6 ways to make your meetings more effective

Meetings can be a great opportunity for your team to share knowledge, discuss ideas and make important decisions. However, more often than not, meetings are not as effective as they should be. If you’ve ever found yourself in an unproductive meeting, or one you can’t wait to get out of – don’t worry, you are not the only one.

When meetings are done right, they can be extremely beneficial in aligning business goals and driving development.

Here are 6 tips to make your future meetings more effective:

Establish a clear agenda

One of the most common problems of unproductive meetings is unclear objectives. When you are setting a meeting, make sure to communicate exactly what topics will be discussed and what each person should bring to the table. This will set expectations for what will be accomplished and allow attendees to prepare accordingly.


A brief email before the meeting can go a long way. If the meeting includes slides or additional material, share the information at least 24 hours prior. Letting participants review data beforehand will give them time to thoroughly digest all the information, come up with questions or comments, and make the meeting more collaborative than if they were presented with new information during the meeting.

Identify a lead

There’s a reason why ‘too many cooks spoil the broth’ is a proverb. When it comes to managing a meeting, it helps to designate one person to lead the meeting and act as the main contact person. Having someone orchestrate the meeting ensures discussions stay on the right track and reduces awkward moments of not knowing what to do next. A lead can also act as a clear decision maker who can move topics forward when meetings get stuck. As well, all questions before the meeting should be clarified by one main contact person. This will remove any confusion and ensure every attendee is on the same page.

Keep meetings short & small

How often have meetings filled up your schedule, only to end up being a waste time? Before a meeting is organized, consider thoroughly whether it is really necessary.

Does the meeting create substantial value? Is there no better way to exchange the information?

If the answer is no – don’t schedule the meeting.

If the answer is yes – schedule the meeting, but keep it short and small.

Don’t let meetings run longer than they are supposed to, because you will waste valuable time for yourself and others. Time constraint reinforces urgency and breeds creativity. If you restrict the length of the meeting, people will more likely focus on the most important topics and avoid going off track.

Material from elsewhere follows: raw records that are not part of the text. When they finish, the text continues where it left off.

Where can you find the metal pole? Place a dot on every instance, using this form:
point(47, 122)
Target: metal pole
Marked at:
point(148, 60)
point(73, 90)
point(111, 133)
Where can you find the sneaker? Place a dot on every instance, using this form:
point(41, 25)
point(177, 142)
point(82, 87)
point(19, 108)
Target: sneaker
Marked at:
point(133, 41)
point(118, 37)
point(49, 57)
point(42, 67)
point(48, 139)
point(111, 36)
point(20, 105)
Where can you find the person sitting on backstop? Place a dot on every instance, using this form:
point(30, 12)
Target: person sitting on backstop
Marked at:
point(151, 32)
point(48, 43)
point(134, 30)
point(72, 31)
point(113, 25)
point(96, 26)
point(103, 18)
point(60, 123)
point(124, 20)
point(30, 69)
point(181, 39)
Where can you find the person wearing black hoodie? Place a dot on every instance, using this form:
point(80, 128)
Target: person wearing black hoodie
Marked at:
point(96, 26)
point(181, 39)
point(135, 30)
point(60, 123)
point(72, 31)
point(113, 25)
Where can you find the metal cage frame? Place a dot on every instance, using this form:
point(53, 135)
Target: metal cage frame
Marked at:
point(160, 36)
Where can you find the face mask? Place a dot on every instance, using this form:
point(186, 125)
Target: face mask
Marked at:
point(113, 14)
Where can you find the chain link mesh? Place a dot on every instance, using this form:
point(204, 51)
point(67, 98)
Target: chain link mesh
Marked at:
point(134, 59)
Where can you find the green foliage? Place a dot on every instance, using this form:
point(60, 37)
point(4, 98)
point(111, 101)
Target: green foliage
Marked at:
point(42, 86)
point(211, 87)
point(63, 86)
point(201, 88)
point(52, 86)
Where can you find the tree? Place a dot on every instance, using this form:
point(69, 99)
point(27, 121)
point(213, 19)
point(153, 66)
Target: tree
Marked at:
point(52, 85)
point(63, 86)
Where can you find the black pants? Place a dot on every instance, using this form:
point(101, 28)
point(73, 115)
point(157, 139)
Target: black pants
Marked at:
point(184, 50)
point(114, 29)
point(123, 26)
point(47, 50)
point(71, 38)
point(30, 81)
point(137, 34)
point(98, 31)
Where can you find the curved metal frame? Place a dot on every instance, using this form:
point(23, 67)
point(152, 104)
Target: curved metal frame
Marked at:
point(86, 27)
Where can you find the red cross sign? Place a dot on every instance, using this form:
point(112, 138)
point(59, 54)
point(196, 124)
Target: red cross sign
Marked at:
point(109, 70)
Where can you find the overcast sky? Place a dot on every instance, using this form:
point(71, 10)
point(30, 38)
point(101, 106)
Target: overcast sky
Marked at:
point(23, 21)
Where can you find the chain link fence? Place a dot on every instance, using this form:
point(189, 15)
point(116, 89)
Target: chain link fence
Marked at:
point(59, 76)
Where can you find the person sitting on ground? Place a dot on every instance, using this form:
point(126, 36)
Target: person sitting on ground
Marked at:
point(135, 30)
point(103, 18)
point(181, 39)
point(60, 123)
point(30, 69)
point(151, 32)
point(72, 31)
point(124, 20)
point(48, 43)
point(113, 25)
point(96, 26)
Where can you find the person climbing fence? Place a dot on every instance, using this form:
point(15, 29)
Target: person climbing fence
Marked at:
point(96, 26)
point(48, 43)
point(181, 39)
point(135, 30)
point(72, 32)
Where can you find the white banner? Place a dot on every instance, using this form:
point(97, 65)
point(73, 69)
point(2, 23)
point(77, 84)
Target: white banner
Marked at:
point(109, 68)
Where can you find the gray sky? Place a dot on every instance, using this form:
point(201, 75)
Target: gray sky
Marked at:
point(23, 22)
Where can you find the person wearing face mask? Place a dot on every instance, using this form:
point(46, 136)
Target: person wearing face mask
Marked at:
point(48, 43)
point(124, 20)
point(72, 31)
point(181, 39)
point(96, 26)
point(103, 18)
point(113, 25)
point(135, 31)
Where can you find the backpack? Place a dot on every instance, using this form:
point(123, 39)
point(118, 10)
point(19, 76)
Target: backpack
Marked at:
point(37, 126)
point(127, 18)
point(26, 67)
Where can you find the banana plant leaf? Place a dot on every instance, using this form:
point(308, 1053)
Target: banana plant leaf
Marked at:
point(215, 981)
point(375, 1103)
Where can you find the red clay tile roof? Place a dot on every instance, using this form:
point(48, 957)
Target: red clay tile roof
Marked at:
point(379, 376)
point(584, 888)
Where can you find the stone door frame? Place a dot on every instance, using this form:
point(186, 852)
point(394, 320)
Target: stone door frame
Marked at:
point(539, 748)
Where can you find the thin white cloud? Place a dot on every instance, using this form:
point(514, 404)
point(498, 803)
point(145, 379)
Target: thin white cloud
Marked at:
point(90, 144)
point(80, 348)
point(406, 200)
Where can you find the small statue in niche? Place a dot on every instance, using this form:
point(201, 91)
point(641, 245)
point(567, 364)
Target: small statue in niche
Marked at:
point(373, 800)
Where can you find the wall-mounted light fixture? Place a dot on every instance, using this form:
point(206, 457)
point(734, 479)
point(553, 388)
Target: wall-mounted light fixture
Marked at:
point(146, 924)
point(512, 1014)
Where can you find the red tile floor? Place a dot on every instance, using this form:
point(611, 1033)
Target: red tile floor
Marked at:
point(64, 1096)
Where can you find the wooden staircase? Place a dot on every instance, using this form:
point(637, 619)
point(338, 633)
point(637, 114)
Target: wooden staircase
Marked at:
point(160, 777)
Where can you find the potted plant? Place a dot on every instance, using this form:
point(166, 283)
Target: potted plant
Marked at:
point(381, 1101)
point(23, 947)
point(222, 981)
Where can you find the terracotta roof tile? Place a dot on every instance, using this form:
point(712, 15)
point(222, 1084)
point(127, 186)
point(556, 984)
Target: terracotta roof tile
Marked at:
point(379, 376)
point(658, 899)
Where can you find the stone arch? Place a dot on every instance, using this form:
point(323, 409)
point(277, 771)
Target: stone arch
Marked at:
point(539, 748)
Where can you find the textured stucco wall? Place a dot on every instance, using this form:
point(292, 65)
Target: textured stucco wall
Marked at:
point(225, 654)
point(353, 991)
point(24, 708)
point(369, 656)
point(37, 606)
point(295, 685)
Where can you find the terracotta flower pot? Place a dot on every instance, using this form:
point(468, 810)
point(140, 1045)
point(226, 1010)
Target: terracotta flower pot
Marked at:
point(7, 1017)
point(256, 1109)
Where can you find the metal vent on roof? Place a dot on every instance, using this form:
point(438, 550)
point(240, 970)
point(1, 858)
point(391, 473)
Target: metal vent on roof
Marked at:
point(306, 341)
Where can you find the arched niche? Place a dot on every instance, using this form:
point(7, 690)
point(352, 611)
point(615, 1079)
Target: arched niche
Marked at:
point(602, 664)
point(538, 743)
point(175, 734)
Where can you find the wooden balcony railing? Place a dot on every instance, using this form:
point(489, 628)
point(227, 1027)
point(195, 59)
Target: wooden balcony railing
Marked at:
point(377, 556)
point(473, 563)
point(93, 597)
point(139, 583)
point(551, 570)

Using a timer is an effective way to enforce a time limit. When the timer rings, the meeting is over. Period. The psychological effect of a timer will ensure future meetings do not go over time, and imminent information is exchanged as quickly and efficiently as possible. 

Only those who can make an important contribution should attend the meeting. People who do not add additional value to the topic do not need to be present. If someone is not contributing or learning, or they do not want to do either, then they need to leave. Having less people will not only speed up meetings but also ensure those who do not need to attend can better spend their time on more important tasks. 

Change it up

Try taking your next meeting outside. Regular meetings can become boring and repetitive, and be less productive as a result. If the weather is nice, go for a walk. If not, chat over coffee at a cafe nearby. Switching things up will take away the monotony, and keep meetings exciting and enjoyable for everyone involved.


Standup meetings have also proven to be effective. Aside from physically standing up, team members receive updates on the latest happenings and get caught up with what is going on in each department. While standup meetings may not be practical for every occasion, the advantage is they are short and straightforward. Standing for a long period of time is uncomfortable, and this discomfort will help propel the meeting.

Establish ground rules of conduct

Structured meetings with every attendee completely focused to contribute are the most effective. To achieve such meetings, certain rules and etiquettes must be established. The most common faux pas is arriving late. Not only does this push back the start time for the entire group, but also wastes time for punctual team members. The best way to deal with late arrivals is to begin meetings as scheduled. Accommodating latecomers will only reinforce the disruptive behavior. If someone is habitually late, don’t wait for them. You can also come up with small penalties, such as singing a song or putting a few coins into a “latecomer” jar to encourage attendees to show up on time.

Another important rule is no electronics. I don’t know about you, but the notes I took in university were always much better on paper than on my laptop. This is not only because electronics are distracting, but they also hinder the retention of information. Without computers and cellphones, you will have less distractions and be able to better focus on the topic at hand. Being in the present will allow team members to better capture concepts during the meeting. Higher concentration on processing information in the now will produce more ideas and solutions, and as a result, increase the productivity of your meetings.

Conclude with clear direction

Make sure to save the last few minutes of the meeting to recap and wrap everything up. Try to dig out questions during Q&A to ensure there is absolutely no confusion as to what each attendee is required to do after the meeting. The meeting lead must also designate tasks and reiterate specific goals and deadlines. This will allow every attendee to leave the meeting with concrete next steps for action. And by doing so, you will set your team on the right track and maximize the efficiency of your meeting.